The monitors describe how parts of shipments of weapons from Uganda and Djibouti, including assault rifles, rocket launchers, grenades and ammunition “could not be accounted for.” The report also mentioned discrepancies about what had happened to arms sent from Ethiopia.
“Given the gaps in information … it is impossible to quantify what the scale of diversion of weapons stocks have been,” the report said. “However, the Monitoring Group has obtained other pieces of qualitative evidence that point towards systematic abuses by the (Somali army).”
The Security Council imposed the embargo on Somalia in 1992 to cut the flow of weapons to feuding warlords, who a year earlier had ousted dictator Mohamed Siad Barre and plunged the country into civil war. Somalia held its first vote since 1991 in 2012 to elect a president and prime minister.
For two decades Somalia was virtually lawless.
The monitors’ report said that it has identified at least two clan-based “centers of gravity” for arms procurement within Somali government structures that are distributing arms to “parallel security forces and clan militias that are not part of the Somali security forces.”
One of those groups is within the Abgaal sub-clan of Somali President Hassan Sheikh Mohamud, who last month said he wanted the U.N. Security Council to extend the partial lifting of the embargo beyond its March expiry because government troops needed more and better equipment to battle al Shabaab.
The monitors’ report said “a key adviser to the president, from his Abgaal sub-clan, has been involved in planning weapons deliveries to al Shabaab leader Sheikh Yusuf Isse … who is also Abgaal.”
The report also referred to the role played by a Somali government minister from the sub-clan Habar Gedir in relation to arms purchases from a “foreign government in the Gulf” – a government the report does not identify.
“The Monitoring Group has received credible evidence of un-notified weapons deliveries by air from the Gulf state to Mogadishu during the course of October 2013, which would constitute a direct violation of the arms embargo,” it said.
“Indeed, after delivery, some of the weapons were moved to a private location in Mogadishu,” the monitors said.
The easing of the U.N. arms embargo has allowed sales of such weapons as automatic assault rifles and rocket-propelled grenades, but left in place a ban on surface-to-air missiles, large-caliber guns, howitzers, cannons and mortars as well as anti-tank guided weapons, mines and night vision weapon sights.
“The trends described above demonstrate that the implementation of the (government’s) security policy is being captured by clan and sub-clan politics,” the report said.
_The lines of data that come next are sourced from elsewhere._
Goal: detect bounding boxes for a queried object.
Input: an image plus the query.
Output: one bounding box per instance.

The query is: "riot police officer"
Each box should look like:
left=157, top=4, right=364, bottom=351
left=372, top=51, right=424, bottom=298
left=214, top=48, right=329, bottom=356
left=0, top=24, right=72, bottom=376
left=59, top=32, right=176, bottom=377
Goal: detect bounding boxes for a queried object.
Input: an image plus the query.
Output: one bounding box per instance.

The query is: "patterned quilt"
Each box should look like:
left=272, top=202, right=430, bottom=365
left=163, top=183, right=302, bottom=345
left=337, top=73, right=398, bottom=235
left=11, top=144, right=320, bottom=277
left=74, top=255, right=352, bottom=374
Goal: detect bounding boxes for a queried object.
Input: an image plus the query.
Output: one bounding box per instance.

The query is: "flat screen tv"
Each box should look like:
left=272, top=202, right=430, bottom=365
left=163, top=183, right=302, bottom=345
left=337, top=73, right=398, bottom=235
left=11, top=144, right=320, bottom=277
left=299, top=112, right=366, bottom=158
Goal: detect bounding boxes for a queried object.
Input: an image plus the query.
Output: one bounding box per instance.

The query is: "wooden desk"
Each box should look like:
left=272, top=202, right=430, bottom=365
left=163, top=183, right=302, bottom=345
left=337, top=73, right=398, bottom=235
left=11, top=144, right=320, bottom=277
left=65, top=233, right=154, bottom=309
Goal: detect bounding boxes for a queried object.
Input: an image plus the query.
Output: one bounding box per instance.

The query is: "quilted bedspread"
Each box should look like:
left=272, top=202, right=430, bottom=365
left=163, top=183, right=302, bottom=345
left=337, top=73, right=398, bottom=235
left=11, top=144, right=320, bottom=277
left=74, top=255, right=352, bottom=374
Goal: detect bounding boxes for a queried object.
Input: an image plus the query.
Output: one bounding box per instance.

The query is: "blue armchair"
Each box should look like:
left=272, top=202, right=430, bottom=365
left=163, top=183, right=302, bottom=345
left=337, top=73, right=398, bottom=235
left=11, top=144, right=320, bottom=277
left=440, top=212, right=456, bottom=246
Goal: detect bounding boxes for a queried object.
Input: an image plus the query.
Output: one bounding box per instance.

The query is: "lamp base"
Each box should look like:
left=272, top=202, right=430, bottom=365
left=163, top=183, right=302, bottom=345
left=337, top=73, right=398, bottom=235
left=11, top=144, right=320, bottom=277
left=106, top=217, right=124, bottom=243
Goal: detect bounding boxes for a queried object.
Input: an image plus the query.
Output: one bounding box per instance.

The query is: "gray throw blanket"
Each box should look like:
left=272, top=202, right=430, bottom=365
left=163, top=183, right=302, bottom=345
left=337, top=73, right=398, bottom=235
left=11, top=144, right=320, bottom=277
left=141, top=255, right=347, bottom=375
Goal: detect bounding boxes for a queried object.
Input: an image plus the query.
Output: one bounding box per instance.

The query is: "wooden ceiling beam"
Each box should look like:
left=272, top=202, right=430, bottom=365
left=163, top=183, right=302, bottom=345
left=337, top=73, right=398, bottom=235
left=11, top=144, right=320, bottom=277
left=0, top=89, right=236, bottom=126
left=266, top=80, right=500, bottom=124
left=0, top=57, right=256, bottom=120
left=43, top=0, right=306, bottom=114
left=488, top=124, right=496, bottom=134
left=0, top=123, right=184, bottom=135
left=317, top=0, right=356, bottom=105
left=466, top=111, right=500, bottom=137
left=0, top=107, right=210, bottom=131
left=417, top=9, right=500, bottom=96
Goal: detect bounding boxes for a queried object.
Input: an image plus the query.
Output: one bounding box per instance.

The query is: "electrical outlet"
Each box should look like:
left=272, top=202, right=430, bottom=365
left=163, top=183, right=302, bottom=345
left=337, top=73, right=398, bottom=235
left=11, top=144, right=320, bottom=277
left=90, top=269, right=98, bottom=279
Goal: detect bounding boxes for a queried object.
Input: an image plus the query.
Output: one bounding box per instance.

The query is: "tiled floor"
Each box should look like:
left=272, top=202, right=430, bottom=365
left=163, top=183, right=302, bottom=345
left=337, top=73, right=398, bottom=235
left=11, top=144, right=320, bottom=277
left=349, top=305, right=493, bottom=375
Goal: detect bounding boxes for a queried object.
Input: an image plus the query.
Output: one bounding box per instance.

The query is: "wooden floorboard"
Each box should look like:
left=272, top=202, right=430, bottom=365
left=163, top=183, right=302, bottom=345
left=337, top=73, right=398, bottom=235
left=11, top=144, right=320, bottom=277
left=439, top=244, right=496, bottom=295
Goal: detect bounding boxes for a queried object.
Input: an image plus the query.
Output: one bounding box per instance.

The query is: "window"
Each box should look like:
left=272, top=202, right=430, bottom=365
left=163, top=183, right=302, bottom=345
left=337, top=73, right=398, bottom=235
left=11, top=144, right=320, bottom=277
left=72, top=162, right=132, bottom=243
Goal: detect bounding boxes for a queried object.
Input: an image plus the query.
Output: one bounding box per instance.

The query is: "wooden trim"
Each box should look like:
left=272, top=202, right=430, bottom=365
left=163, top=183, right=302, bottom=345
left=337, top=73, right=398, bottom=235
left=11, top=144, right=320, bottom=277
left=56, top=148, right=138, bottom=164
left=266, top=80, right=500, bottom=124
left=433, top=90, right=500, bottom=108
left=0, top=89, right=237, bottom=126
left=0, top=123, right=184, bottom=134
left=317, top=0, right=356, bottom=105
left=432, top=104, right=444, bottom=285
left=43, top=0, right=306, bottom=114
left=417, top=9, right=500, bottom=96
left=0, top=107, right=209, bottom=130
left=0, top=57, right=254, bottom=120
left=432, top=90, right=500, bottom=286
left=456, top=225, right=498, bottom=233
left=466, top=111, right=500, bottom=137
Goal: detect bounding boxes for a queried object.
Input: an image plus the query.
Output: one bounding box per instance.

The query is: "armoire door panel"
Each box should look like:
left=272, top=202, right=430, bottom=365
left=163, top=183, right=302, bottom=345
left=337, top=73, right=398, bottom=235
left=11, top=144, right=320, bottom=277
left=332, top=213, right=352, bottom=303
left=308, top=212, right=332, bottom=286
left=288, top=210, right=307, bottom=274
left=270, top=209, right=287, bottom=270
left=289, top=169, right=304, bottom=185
“Weapons distribution along clan lines for the prosecution of clan warfare is ultimately reducing the prospect of a cohesive strategy by the (government) against al Shabaab.”
The report said private arms markets have popped up in Mogadishu where weapons diverted from the army have been sold.
The monitoring group presented eight options for the arms embargo next month when the current easing of weapons-import restrictions expires. The options it offers the Security Council range from lifting the arms embargo altogether to restoring the full embargo and possibly adding new measures.
The monitoring group recommends either restoring the full embargo as it was before the restrictions were eased last year or at least keeping it as is and introducing stricter rules regarding notifying and reporting to the U.N. sanctions committee regarding arms sales to Somalia.
It also suggests the possibility of beefing up the U.N. mission in Somalia by attaching a verification team to it that would track arms deliveries and stockpiles in Somalia.